We started walking toward a park nearby, which was really just a small grassy area with a bench. He took a tissue from his jacket pocket and wiped the bench. By the light of a streetlamp, I showed him the clips and photographs of Jihadi John.

“Is this your friend?”

“Yes, I am very sure it’s him. It’s my friend Mohammed Emwazi.”

Then he told me the same basic story I’d heard from Asim Qureshi. I asked how he knew Jihadi John was Emwazi, or vice versa.

“There is another friend of ours, he is there as well,” the man said, and then he stopped for a moment. “When the first video came out showing him with this journalist, our friend contacted me and said I should watch it and that it was our friend Mohammed there.”

He said that parts of the video had been shown on the news and that he’d watched it again and again. He believed that the voice and the eyes were indeed Emwazi’s.

He never went to the police because he feared getting in trouble. “I recognized his voice and the eyes, but the person I saw in the video is not the Mohammed who used to be my friend.”

“Why do you think he became who he has become?”

“I don’t know what he might have seen there in Syria the last few years. Maybe this changed him.”

“But wasn’t he always interested in going to fight? Wasn’t he planning to travel to Somalia, and that’s how he got into trouble?” I asked.

“He was interested in what happened in the Muslim world, including Somalia, and he felt the West was following unfair policies and double standards,” the man told me. But he didn’t understand how his old friend could cut off the heads of journalists and aid workers. “This is very difficult for me to swallow. I am asking myself the whole time, why Mohammed?”

I asked if he had a photo of his friend, but he said he didn’t. We walked back to the car, and he offered to drive me to a cabstand a bit closer to the city.

Back at the hotel, Adam, Peter, and I got on Skype, and I told them that we now had a second source: a friend of Emwazi’s who said he was Jihadi John.

“I guess we will have to contact British authorities now,” Peter said. He said he would speak to the Post’s top editors and let me know about next steps.

“I know it’s quite late where you are and it’s been a long day, but could you stay up so we can update you on what we are doing?” Peter asked.

I told him that I wouldn’t be able to sleep now anyway. The adrenaline was unbelievable. I understood that we had the name of one of the most wanted men in the world, but I wasn’t sure that British authorities wanted the full story out.

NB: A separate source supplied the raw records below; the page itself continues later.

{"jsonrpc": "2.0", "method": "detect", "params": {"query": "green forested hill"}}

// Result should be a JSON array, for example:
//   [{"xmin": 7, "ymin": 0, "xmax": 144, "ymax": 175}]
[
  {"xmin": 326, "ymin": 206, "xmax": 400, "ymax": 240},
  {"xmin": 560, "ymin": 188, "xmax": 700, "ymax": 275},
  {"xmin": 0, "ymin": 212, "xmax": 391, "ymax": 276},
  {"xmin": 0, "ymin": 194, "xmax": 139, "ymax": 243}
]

Maybe I was being paranoid, but I wondered if MI5 would storm my hotel to try to get our information.

Adam pointed out that as soon as we contacted British authorities, the story might break anytime. “But let me check it with my sources here in the United States first,” he said. “Well, actually, if we ask the Americans for reaction, it’s very likely they will immediately tell the Brits.” He had a couple of trusted sources in the United States he could at least ask off the record, he said.